If Abraham Lincoln were alive, he’d probably address the people with ”Fourscore and seven seasons of The Simpsons ago … ” That’s because these days political rhetoric seems to be driven by pop culture, as evidenced by the following.
— Corey Takahashi, with additional reporting by Rossiter Drake, Erin Podolsky, and Karen Valby
Bill Clinton got a faux ”Best President” Oscar at a recent party hosted by California Gov. Gray Davis — which did not amuse the Academy. ”This organization [is] nonpolitical,” sniffs an Oscar spokeswoman. Counters an adviser to Davis: ”It was done in jest … you can get [Oscar figurines] at the gift shop at the Burbank airport, for godsakes.”
EVERYBODY LOVES RAYMOND
”It’s the new hit show — Everybody Loves Lieberman,” Rep. Edward Markey (D-Massachusetts) told a convention panel. Everybody, that is, except Lieberman punching bags Jerry Springer and Howard Stern.
HOP ON POP
The Dr. Seuss tale is a George W. favorite, as revealed in a speech by wife Laura.
The press — including Newsweek — labeled George P. Bush (the half-Latino nephew of George W.) the Ricky Martin of the Republican party.
In a video directed by Spike Jonze, Gore revealed he has no interest in seeing Mel Gibson’s flick. A spokesman for the VP deadpans that the movie hit too close to home: ”Gore is the father of a large family and he’s embroiled in a campaign against powerful special interests threatening to take over the dream.”

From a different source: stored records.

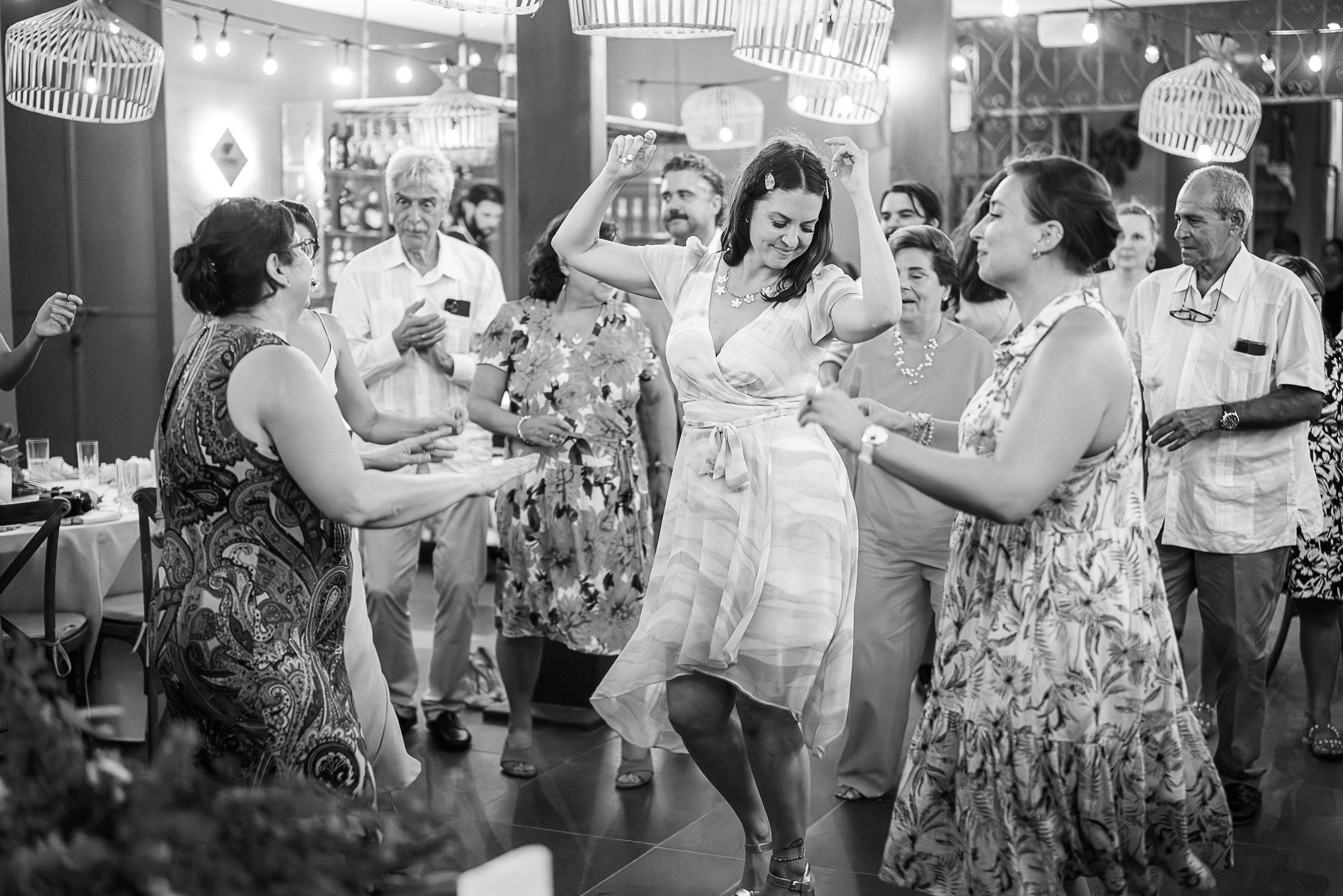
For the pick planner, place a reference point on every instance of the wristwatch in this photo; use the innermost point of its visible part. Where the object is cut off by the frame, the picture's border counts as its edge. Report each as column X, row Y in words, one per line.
column 872, row 438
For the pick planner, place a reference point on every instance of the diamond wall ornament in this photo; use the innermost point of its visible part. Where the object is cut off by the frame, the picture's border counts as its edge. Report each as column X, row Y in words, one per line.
column 229, row 158
column 84, row 63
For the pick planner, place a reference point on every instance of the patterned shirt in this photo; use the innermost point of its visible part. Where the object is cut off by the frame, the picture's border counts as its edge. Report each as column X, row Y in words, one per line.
column 464, row 289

Veep hopeful Lieberman slammed the Republican convention, saying, ” … not since Tom Hanks won an Oscar has there been that much acting in Philadelphia.”
SAVING PRIVATE RYAN
In her convention speech, Bush’s foreign policy adviser Condoleezza Rice thanked ”all those Private Ryans who served over the decades so that tyranny would not stand.”
Before arriving on stage for his big convention oration, Clinton was filmed walking through the Staples Center corridors for a seemingly endless 105 seconds — an image some in the press likened to a famed Spi¨al Tap scene. ”A comparison like that is inept,” snaps coproducer Tom Baer. ”That was a comedy movie, this is a campaign for the heart and soul of America.”
Former Harvard roomie Tommy Lee Jones said he and Gore ”watched Star Trek, when maybe we should have been studying for exams.” Insert your own Gore-is-Spock joke here.
Invited onto CBS’ Early Show, Marvin Bush, brother of George W., expounded on island diplomacy: ”I gotta tell you that Sue is starting to wear a little bit thin on me right now.”